Commentary on the Gospel of

Larry Gillick, S.J.-Creighton University's Deglman Center for Ignatian Spirituality

This liturgical celebration, also known as Little Christmas, begins with an Entrance Antiphon from the Prologue of John’s Gospel. “There was a man sent by God who came to testify to the light, to prepare a people fit for the Lord. John makes this clear and strong statement, right at the beginning. John is not the Light, not the Christ! This might answer the question about why this birthday isn’t on June twenty-fifth, exactly six months before the celebration of the Nativity of Jesus. There is to be no parallel between the two, not even in the Church’s calendar of feasts.

The First Reading from the Prophet Isaah opens with verses which seem to be words spoken by John the Baptist. Though that is how it sounds, the words and claims are spoken about the dignity of the people of Israel, the people of God. They are being prepared to make known the Person of the One God. They have been hidden, sharpened, prepared to be the birthing mother of the Longed-For. It is through the Servant Israel, that God’s glory will be seen and known.

Israel’s role is not a little one.  Their faith in their God is to be shared, spread to all the nations. The little or insignificant will be instrumental in extending God’s love through a nation-servant as well as through a person-servant, the Baptist, who longed for the Christ as did the nation Israel.

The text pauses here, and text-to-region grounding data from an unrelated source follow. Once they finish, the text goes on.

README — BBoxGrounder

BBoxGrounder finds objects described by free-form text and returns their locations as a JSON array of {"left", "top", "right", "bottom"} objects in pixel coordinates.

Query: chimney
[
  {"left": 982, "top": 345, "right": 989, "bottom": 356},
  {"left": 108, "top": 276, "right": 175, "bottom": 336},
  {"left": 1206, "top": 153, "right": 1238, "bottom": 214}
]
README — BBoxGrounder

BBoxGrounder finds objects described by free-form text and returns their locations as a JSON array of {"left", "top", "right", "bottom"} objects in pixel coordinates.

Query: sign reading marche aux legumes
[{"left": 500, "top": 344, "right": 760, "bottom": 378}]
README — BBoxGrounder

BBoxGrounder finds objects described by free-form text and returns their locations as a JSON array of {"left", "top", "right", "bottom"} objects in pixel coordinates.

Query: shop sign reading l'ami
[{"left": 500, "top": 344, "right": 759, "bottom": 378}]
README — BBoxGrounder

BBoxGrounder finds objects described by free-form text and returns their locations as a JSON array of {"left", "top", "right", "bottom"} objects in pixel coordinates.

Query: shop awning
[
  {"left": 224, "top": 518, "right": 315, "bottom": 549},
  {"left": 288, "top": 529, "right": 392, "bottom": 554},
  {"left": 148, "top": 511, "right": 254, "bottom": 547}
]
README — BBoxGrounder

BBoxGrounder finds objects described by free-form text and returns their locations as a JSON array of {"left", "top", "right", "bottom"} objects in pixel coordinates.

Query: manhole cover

The nation and the person, though small, were raised to be agents of revelation.

In the Second Reading, we listen to Paul explaining to his Jewish listeners that from their King David’s descendants the Long-Awaited-For, the Savior of Israel would appear.  Luke, the author of the Acts of the Apostles, presents Paul’s words about John in a similar way as did the author of the Gospel of John. The Baptist knew who he was and who he was not. Paul relates words of John’s knowing his identity and his role.

In the early Christian Communities this became a large issue so that all four Gospels speak of John and his role in preparing Israel and the readers of these Gospels to accept Jesus as the Messiah and John as His graced advance-man.

In this celebration we remember his being born.  For the Jews, birth into the People of God was celebrated at the circumcision which was the physical rite of being alive according to God’s Law. Luke has this “Nativity-Form” which he uses in two announcements by an angel to two unsuspecting persons of great faith. Zechariah had been performing his duties in the Holy of Holies, as priest, so he was alone. An angel appeared and dropped a life-changing message on him about an up-coming pregnancy which is not physically possible for Elizabeth.  As with the announcement to Mary earlier in the same chapter, the natural response is questions and fear. The angel calms him as the angel did with Mary.  Predictions are made about the future of the child and the place he will have in God’s ways. Things are all set and time is drawing near for time to stand still. It is interesting and helpful to read side-by-side both announcements and both births and circumcisions. Both John the Baptist and Jesus were born into law-serving faithful families and learned obedience to God by being obedient to the Law.

What we hear in today’s Gospel is how John receives his name, not according to traditions of the clan, but according to God’s gradual completing of the Law.  Zachariah did not believe, or receive, or so believe something new and different and personal. He was not allowed to speak until the circumcision and the name-changing experience. God spoke through Moses and speaks through the Law and the Prophets of the Law. Now God is entering, personally, physically, and interpersonally into the human family.  John and Jesus will get very personal, “in your face” personal and as with Mary and Zachariah and his wife Elizabeth, life-interrupting.

The neighbors and relatives in today’s Gospel marvel and wonder as they leave the gathering. The shepherds will do the same at the birth of Jesus. Wondering, being puzzled, being perplexed, doubting, challenging are ways of healthy responses to the workings of God in and around us. We clench our fists, stamp our feet, and shake our heads, good physical responses. Doubts are a part of the “nativity-form” and a part of our being obedient to God by being obedient to the reality of our limited intellects and imaginations. Zachariah is the man. Mary is the woman. We play our parts in creating God’s rekingdoming of God’s garden. Neither of these two persons was quick on their responses. We are asked to listen to the invitations of the Gospel and our Church and our God  and we pray with our excuses, doubts and fears. We then pray with speechless hearts and waiting minds to see what else will God be doing with and through us.